Aquí, después de haber dicho en Adelaida que quería aprender cuándo era mejor aplicar la presión, Brook llegó al final invicto pero casi cayó ante otro torrente de sangre.
¿Has aprendido, Harry? ¿En serio?
Brook tenía 38 de 48 bolas a su nombre cuando Australia recurrió al plan más obvio.
El capitán Steve Smith y el lanzador Mitchell Starc estaban juntos, cinco fildeadores fueron empujados a las sombras de las famosas tribunas del Sydney Cricket Ground y la pelota fue lanzada corta.
Australia sabía lo que pasaría después, y la afición inglesa también. Brook nunca se resiste.
Dos bolas en el Plan B de Australia, una que redujo al mejor lanzador de la serie, Starc, a un ariete, Brook retrocedió y casi hizo una atrapada de borde superior hacia el fildeador que acechaba en tercera.

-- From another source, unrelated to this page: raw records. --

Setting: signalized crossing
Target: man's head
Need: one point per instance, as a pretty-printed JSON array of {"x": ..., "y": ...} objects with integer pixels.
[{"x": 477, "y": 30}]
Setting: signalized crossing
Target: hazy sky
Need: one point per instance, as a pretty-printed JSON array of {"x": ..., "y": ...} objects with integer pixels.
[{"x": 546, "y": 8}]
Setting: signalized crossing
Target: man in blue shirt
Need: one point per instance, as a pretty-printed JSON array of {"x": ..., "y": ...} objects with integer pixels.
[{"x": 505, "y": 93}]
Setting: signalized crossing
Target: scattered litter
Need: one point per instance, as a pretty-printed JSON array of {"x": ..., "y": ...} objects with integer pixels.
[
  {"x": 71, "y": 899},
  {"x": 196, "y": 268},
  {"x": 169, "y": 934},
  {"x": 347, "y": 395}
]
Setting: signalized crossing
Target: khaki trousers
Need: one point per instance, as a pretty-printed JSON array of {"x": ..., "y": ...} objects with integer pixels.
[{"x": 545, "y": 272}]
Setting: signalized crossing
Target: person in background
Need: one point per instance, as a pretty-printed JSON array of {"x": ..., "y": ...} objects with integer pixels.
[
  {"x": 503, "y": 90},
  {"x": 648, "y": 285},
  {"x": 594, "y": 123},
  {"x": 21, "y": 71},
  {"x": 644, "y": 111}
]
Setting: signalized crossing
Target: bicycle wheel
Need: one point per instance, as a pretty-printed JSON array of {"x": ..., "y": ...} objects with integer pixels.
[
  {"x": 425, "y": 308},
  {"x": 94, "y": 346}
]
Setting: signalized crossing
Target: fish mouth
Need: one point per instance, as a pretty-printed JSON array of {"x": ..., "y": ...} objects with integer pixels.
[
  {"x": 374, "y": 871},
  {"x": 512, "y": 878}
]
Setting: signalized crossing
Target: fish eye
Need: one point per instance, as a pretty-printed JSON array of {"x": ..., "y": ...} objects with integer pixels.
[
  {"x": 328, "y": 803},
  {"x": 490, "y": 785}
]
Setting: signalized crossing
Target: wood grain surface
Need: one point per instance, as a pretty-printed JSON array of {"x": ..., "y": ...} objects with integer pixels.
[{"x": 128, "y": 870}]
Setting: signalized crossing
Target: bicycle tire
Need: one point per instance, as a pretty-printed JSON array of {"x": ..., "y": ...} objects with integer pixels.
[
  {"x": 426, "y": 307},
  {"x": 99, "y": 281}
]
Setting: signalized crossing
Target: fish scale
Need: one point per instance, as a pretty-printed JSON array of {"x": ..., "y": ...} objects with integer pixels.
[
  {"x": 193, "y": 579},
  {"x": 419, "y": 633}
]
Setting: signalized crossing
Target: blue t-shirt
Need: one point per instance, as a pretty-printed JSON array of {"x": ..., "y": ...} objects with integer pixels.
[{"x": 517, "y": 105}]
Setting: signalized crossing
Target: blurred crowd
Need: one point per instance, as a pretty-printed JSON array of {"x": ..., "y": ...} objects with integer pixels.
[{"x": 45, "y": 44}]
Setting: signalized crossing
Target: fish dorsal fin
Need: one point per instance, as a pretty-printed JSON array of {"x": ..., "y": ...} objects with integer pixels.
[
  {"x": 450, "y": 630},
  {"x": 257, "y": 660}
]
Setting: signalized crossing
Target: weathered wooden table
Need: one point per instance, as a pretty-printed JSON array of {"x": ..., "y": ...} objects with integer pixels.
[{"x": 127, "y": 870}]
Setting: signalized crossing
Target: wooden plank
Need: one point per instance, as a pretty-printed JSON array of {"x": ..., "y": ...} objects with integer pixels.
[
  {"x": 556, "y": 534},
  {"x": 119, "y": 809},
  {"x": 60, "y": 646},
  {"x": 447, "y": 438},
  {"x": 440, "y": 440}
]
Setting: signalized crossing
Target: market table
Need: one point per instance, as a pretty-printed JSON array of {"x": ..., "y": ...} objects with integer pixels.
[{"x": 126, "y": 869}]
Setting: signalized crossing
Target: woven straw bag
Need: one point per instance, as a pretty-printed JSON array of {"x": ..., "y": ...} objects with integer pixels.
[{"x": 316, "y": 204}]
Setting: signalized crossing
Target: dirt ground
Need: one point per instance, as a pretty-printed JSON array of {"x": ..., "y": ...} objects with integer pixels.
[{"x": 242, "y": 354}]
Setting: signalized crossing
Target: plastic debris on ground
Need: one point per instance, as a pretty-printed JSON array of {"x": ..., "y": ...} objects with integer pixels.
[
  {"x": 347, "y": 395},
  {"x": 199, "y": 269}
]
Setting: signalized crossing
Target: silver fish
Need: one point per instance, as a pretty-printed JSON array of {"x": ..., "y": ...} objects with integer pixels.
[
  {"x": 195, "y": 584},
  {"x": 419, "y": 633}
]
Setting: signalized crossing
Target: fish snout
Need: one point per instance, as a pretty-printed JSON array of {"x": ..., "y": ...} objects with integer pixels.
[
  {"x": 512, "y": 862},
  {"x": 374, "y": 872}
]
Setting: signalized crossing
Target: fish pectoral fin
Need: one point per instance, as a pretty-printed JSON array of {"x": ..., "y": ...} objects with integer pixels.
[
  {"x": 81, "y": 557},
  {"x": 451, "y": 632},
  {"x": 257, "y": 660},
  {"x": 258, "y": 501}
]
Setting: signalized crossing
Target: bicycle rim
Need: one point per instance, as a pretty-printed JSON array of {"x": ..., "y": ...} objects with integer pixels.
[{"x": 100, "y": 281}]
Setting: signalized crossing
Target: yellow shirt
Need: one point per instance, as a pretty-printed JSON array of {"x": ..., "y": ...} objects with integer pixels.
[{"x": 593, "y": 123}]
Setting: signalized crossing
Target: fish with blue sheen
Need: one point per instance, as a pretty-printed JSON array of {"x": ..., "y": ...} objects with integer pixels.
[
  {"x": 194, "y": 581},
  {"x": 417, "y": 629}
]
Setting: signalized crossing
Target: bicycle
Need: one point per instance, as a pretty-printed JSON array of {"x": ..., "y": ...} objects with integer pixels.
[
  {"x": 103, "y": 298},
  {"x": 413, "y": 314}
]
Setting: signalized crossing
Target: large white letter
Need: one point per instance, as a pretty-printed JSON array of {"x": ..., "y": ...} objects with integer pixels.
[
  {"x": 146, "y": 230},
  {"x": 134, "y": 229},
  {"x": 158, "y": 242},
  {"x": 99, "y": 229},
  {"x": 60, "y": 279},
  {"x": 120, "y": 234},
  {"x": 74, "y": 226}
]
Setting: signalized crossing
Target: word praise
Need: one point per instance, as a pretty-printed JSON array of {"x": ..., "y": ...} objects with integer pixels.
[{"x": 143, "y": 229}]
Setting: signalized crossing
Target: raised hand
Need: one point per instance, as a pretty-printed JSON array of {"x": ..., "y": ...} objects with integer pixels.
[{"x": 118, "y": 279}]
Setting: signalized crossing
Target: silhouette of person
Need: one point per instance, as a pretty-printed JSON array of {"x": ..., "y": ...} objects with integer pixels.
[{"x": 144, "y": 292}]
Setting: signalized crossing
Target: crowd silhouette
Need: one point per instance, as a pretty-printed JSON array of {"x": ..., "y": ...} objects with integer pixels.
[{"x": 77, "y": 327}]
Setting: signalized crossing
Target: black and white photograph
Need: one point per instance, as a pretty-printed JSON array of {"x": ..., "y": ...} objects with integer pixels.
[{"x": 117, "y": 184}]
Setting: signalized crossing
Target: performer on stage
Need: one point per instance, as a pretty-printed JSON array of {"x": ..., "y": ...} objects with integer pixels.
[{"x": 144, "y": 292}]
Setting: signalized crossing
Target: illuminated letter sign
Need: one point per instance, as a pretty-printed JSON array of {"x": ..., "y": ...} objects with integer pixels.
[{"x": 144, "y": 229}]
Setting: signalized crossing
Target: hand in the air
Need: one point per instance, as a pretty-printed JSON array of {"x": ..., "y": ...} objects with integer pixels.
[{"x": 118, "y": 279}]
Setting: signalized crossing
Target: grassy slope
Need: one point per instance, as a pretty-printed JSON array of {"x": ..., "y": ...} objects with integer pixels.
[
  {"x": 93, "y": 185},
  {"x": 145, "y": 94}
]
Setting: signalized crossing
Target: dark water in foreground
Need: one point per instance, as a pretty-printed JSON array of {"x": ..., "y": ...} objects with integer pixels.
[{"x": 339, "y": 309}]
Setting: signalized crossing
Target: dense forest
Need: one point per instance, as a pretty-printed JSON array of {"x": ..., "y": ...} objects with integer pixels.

En el siguiente over, Starc recibió una advertencia al fallar un tiro de arrastre hacia el medio, solo para ignorarlo y repetir el tiro desde su siguiente lanzamiento.
La pelota se elevó hacia el cielo, pero ninguno de los tres australianos posicionados pudo cubrir el terreno necesario para completar la atrapada.
Esta vez, Brook sobrevivió.
Después de superar a Starc, Brook perdió otro rebote cerca de la pierna fina.
Luego, en lugar de bloquear el tiro, desplegó todo su poder para levantar otro del todoterreno Cameron Green y enviarlo a las gradas.
Fue una respuesta típica de Brook.
«Simplemente no sentí que estuviera controlando la pelota tan bien como suelo hacerlo», dijo.
«El viento obviamente soplaba en esa dirección, así que sentí que todo estaba preparado para mí, y todo se estaba acelerando cuando comencé a intentar volar.
«Y si le doy un pequeño toque al bate, la mayoría de las veces voy a llegar a seis».